In support of National Surrogacy Week, its aim being to celebrate and raise awareness of surrogacy in the UK, this blog post has been written to try and demystify some of the common misunderstandings around surrogacy in the UK.

Myth: “Surrogacy is illegal in the UK.”

Surrogacy is legal in the UK; however, it is an offence in the UK to carry out commercial surrogacy arrangements or advertise surrogacy services.

Doing any of the following acts on a commercial basis is prohibited in the UK:

  1. Initiating any negotiations with a view to the making of a surrogacy arrangement.
  2. Taking part in any negotiations with a view to the making of a surrogacy arrangement.
  3. Offering or agreeing to negotiate the making of a surrogacy arrangement.
  4. Compiling information to use it to make or negotiate a surrogacy arrangement.
  5. Receiving payment made by or on behalf of
    1. a woman who carries a child in pursuance of a surrogacy arrangement
    2. the person or persons for whom she carries it
    3. any person connected with either of those parties.

A person who does any of the acts listed commits an offence. In addition, a person who takes part in the management or control of any body of persons, or of any of the activities of any body of persons, commits an offence. There is provision to exclude non-profit-making bodies from such liability.

However, it is not an offence for the following persons to carry out any of the listed acts, or to cause such an act to be done:

  1. A woman who wants to become a surrogate mother herself.
  2. Any person wanting a surrogate mother carrying a child for them.

Myth: “Paying a surrogate is illegal in the UK.”

The payment of ‘reasonable expenses’ in connection with bearing a child under the terms of a surrogacy agreement is allowed. There is no statutory definition of ‘reasonable expenses’. Each case must be scrutinised on its own facts. There may be reasons in some cases for payments to be made over and above reasonable expenses based on the child’s welfare. Other considerations will include whether the intended parent/s acted in good faith, and whether there has been any attempt to defraud authorities.

Myth: “Single people can apply for a parental order”.

As the law stands at the moment it is not open to the court to make a parental order on the application of one person. However, the government has now sent a draft remedial order to Parliament to change the law on surrogacy to enable single parents to be able to obtain legal recognition for their families in the same way as couples can currently do.

Myth: “You don’t need a parental order if you have a foreign birth certificate or foreign court order naming the intended parents as the legal parents.”
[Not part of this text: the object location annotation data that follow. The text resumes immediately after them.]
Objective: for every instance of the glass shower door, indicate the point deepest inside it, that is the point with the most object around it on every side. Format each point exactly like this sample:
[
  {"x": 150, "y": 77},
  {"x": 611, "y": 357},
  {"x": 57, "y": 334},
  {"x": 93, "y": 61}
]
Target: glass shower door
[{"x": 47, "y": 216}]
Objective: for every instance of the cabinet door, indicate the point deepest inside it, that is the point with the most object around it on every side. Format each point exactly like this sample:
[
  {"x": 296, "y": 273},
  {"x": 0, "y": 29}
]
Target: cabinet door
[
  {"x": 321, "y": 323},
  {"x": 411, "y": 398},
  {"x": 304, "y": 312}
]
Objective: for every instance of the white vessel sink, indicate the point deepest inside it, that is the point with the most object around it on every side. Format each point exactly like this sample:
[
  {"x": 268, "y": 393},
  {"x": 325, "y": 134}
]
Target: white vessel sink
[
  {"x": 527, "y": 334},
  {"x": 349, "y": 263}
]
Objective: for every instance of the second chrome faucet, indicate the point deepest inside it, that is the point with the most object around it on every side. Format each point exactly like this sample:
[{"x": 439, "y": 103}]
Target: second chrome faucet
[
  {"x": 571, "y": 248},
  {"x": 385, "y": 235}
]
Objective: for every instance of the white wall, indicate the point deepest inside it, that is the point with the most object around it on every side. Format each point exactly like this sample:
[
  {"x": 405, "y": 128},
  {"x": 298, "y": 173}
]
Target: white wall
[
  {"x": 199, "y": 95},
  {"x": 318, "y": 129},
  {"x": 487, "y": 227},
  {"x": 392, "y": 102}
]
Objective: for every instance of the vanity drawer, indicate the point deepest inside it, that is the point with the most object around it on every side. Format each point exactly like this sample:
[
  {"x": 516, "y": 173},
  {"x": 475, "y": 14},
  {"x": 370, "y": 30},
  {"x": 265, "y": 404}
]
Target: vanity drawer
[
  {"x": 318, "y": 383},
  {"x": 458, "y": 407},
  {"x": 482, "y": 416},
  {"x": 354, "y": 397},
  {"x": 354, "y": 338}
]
In the UK, without a parental order the surrogate is the legal mother of the child regardless of whether or not there is a foreign birth certificate or foreign court order naming the intended parents the legal parents. The other legal parent will depend on numerous factors. Obtaining a parental order is therefore essential for any intended parents living in the UK to ensure they are recognised as the legal parents. See our blog on issues surrounding international surrogacy here.

Myth: “If the surrogate will not consent to a parental order there is nothing the intended parents can do”.

A surrogate’s consent is required for the court to make a parental order. If consent will not be provided a court can still make other orders based on what is in the child’s best interests, for example to deal with who the child lives with, what time they spend with everyone involved and who has parental responsibility. The court could also make an adoption order. It is important to remember that anything other than a parental order should be considered as a last resort as such orders do not recognise the intended parents status in a child’s life like a parental order would.

Myth: “Intended parents can apply for a parental order at any time”.

The application for the parental order must be made within 6 months of child being born. Many intended parents are unaware of this. If an application is made after the 6 months the Court has the dilemma of a child settled with a family but with legislation preventing the making of a parental order. The Court has on occasions tried to overcome this by making orders outside of the timeframe, but in most circumstances the Court’s hands are tied and parents will not be able to obtain a parental order if the application is made after the 6 month deadline.